The other day, I was listening to a song called, The Strings that Tie You, and I started wondering about the strings that tie us. There are some that we don’t pick—our families; some that we do—lovers, friends. Things like work that maybe capitalism picks for us. (Ha). What do you do when certain strings haven’t been cut but others have been stretched for so long that they are in danger of snapping? I’ve always put a lot of importance on “feeling at home” in a place. I’ve heard from The Other that she transitioned more easily to her current city than we did to the one where I still reside. I understand that—it’s still taking me some time to adjust to being here. That question of where home is for the moment (since we’re young and very mobile people, let’s presume that a home isn’t a permanent thing) seems to give people a sense of relief if only because there are certain questions that don’t need to be asked. Perhaps for myself and for The Other, one of those questions is a question of identity. While she has been around certain new friends that pose questions to her of her interactions with the opposite sex, ones that seem a bit obvious, I might presume to say that she might not have the same concerns about who she is that arose in this city in which I muse.

This summer was perhaps one of my quietest summers of my life, spent in a lot of solitude in which I thought, wrote and read quite a bit. At times, surrounded by people who presumably knew me, I no longer felt the need to explain why I might get quiet. Why I might lose my temper at things. Why I felt the need to leave places frequently. Why I wanted the things that I did. Maybe it was because there was a pattern for some of these tendencies in the family I was with. Maybe it was because they were merely not pushy people. But having no need for explanations—is that merely what it is to be “at home”? I feel like Michael Buble is going to burst into a painful, sugary sweet serenade at any moment to complement the potentially ridiculous nature, so I will move on.

I turn to the subject of writing because it’s one that The Other and I have talked about lately, and it’s one that always concerns me. Being in a city setting that reminds me of the alterity of a given “other”, looking for a new place in the city to live, I’ve held on more tightly to writing as a means of grounding myself. And lately, I’ve encountered many people, written sources, and ideas that ask me why I want to write: in some way, yes, I write, in order to make more sense of the world. This mildly solipsistic entry is given proof of that. But I will never lose sight of the sense that I write in order to affect others the way that I have been affected by writing.
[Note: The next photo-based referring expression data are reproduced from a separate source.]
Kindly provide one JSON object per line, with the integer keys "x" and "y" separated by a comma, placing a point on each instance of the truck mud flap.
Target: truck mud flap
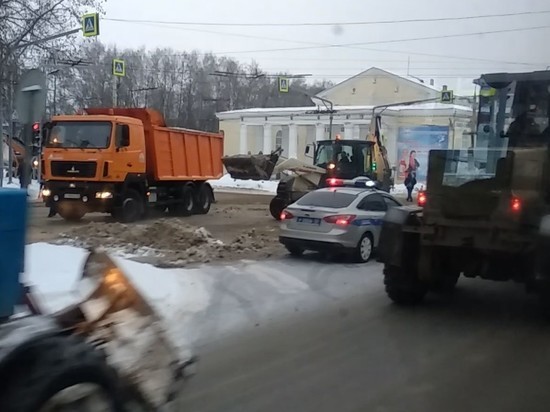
{"x": 398, "y": 239}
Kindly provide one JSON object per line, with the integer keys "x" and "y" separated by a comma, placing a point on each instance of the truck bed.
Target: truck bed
{"x": 183, "y": 154}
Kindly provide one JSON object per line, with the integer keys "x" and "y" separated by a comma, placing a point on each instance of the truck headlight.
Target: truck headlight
{"x": 103, "y": 195}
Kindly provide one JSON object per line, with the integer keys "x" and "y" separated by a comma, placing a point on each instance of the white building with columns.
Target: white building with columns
{"x": 293, "y": 128}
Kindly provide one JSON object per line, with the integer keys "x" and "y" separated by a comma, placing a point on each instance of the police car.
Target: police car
{"x": 345, "y": 217}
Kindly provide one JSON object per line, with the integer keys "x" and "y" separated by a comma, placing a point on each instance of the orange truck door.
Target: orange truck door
{"x": 130, "y": 151}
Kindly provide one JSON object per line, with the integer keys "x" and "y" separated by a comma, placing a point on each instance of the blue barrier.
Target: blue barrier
{"x": 13, "y": 226}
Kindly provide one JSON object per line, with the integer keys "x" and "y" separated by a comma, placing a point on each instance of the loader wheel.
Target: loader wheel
{"x": 63, "y": 373}
{"x": 403, "y": 286}
{"x": 131, "y": 209}
{"x": 276, "y": 206}
{"x": 203, "y": 200}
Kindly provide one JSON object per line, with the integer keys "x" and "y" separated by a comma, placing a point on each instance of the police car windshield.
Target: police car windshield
{"x": 332, "y": 199}
{"x": 90, "y": 135}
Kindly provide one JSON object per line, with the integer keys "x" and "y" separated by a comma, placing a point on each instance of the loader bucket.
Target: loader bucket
{"x": 134, "y": 337}
{"x": 251, "y": 167}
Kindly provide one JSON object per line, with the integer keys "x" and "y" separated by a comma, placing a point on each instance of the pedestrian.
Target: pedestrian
{"x": 410, "y": 182}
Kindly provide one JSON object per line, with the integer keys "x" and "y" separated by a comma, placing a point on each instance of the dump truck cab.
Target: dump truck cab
{"x": 487, "y": 207}
{"x": 125, "y": 160}
{"x": 87, "y": 159}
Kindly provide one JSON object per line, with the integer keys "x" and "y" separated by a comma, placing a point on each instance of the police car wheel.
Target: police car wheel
{"x": 363, "y": 251}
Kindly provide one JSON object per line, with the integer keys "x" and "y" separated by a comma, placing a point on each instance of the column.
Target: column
{"x": 292, "y": 141}
{"x": 319, "y": 132}
{"x": 348, "y": 131}
{"x": 243, "y": 142}
{"x": 268, "y": 141}
{"x": 356, "y": 132}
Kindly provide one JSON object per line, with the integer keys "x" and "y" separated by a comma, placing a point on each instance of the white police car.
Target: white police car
{"x": 344, "y": 217}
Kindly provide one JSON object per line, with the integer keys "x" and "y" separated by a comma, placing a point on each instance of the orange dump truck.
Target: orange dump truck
{"x": 126, "y": 161}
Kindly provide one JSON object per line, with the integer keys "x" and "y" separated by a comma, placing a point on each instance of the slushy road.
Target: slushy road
{"x": 303, "y": 335}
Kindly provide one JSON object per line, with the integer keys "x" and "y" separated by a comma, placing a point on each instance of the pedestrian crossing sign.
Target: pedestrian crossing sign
{"x": 119, "y": 67}
{"x": 90, "y": 25}
{"x": 447, "y": 96}
{"x": 283, "y": 85}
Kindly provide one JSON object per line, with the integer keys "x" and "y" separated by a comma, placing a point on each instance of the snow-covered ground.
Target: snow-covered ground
{"x": 53, "y": 271}
{"x": 34, "y": 187}
{"x": 201, "y": 305}
{"x": 227, "y": 182}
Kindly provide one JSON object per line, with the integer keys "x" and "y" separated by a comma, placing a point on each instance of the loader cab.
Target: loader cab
{"x": 346, "y": 159}
{"x": 514, "y": 111}
{"x": 506, "y": 174}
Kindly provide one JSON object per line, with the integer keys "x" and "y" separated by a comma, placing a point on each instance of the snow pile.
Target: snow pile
{"x": 227, "y": 182}
{"x": 167, "y": 242}
{"x": 53, "y": 272}
{"x": 33, "y": 190}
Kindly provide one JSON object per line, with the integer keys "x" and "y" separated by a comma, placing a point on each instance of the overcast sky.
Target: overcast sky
{"x": 446, "y": 60}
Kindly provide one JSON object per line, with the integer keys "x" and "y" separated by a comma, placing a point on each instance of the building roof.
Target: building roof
{"x": 412, "y": 80}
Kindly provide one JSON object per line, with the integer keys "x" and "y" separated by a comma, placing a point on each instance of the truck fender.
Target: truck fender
{"x": 396, "y": 245}
{"x": 17, "y": 335}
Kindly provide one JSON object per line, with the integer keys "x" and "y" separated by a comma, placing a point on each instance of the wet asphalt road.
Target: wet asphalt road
{"x": 303, "y": 335}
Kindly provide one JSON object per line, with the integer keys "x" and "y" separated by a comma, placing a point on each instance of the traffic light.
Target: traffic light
{"x": 36, "y": 132}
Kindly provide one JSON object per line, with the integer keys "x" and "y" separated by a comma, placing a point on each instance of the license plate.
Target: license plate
{"x": 71, "y": 196}
{"x": 310, "y": 220}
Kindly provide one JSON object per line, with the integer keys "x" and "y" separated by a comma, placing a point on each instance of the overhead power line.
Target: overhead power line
{"x": 322, "y": 45}
{"x": 343, "y": 23}
{"x": 445, "y": 36}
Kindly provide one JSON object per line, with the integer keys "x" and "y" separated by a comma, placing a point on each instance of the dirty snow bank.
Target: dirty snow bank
{"x": 168, "y": 242}
{"x": 176, "y": 294}
{"x": 227, "y": 182}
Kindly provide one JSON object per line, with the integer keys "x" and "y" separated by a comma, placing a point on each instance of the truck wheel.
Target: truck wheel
{"x": 70, "y": 213}
{"x": 131, "y": 208}
{"x": 403, "y": 286}
{"x": 276, "y": 206}
{"x": 294, "y": 250}
{"x": 65, "y": 371}
{"x": 203, "y": 200}
{"x": 363, "y": 251}
{"x": 185, "y": 205}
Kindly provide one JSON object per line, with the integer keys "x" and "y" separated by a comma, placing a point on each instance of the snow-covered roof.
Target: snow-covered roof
{"x": 413, "y": 80}
{"x": 300, "y": 111}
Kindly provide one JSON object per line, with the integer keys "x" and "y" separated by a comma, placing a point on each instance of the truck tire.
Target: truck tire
{"x": 403, "y": 286}
{"x": 53, "y": 365}
{"x": 131, "y": 208}
{"x": 276, "y": 206}
{"x": 203, "y": 200}
{"x": 186, "y": 203}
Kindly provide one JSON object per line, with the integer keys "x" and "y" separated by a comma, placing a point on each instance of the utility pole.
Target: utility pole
{"x": 89, "y": 28}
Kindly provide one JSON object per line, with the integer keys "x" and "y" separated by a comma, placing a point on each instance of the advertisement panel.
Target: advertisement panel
{"x": 413, "y": 146}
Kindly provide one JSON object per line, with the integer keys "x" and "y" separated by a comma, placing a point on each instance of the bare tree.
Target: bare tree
{"x": 25, "y": 23}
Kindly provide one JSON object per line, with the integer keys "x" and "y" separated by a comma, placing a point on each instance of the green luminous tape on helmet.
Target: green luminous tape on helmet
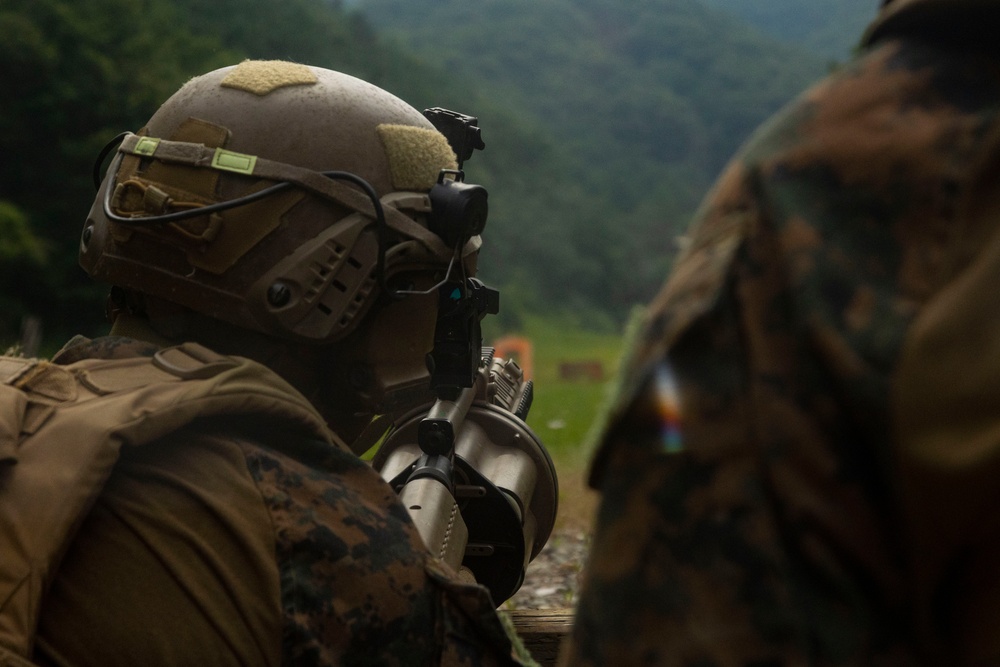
{"x": 230, "y": 161}
{"x": 146, "y": 146}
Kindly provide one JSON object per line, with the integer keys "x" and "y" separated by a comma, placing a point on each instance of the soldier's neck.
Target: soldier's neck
{"x": 138, "y": 328}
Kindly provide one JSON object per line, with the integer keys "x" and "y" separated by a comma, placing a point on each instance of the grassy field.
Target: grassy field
{"x": 564, "y": 411}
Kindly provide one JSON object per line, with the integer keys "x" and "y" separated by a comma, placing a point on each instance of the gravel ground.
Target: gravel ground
{"x": 553, "y": 578}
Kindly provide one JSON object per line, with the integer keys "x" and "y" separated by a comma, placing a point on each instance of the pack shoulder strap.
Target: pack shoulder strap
{"x": 61, "y": 431}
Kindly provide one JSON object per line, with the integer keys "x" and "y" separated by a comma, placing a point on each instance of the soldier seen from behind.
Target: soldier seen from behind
{"x": 801, "y": 466}
{"x": 182, "y": 492}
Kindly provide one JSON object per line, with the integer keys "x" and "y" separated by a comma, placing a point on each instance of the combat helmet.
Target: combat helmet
{"x": 280, "y": 198}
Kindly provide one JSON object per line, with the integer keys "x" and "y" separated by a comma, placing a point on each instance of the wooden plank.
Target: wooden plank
{"x": 542, "y": 631}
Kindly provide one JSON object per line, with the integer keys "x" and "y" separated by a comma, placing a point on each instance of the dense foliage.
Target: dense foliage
{"x": 830, "y": 27}
{"x": 603, "y": 126}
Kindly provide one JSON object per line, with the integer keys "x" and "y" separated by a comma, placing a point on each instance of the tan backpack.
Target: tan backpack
{"x": 61, "y": 430}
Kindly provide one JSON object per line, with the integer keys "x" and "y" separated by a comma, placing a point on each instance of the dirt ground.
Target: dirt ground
{"x": 553, "y": 578}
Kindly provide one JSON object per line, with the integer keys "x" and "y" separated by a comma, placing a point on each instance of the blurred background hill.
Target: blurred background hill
{"x": 604, "y": 122}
It’s bringing separate strings together in order to create something that holds someone up. As I walked down here, I really wanted a certain old scarf from home to keep my neck warm. The green one that I have here has several strings coming loose. So I guess the question that I ask for the others reading this, is do we just let them fall a bit loose? Maybe we do. Couldn’t hurt, could it?

I am now laughing because the singer that I am listening to just said, “No one gives a fuck about us.”

What else is true, really? If The Other and I have accepted this vow of being post-Catholics, this singer has a point. “We’re living off somebody’s trust.” Or maybe just our own.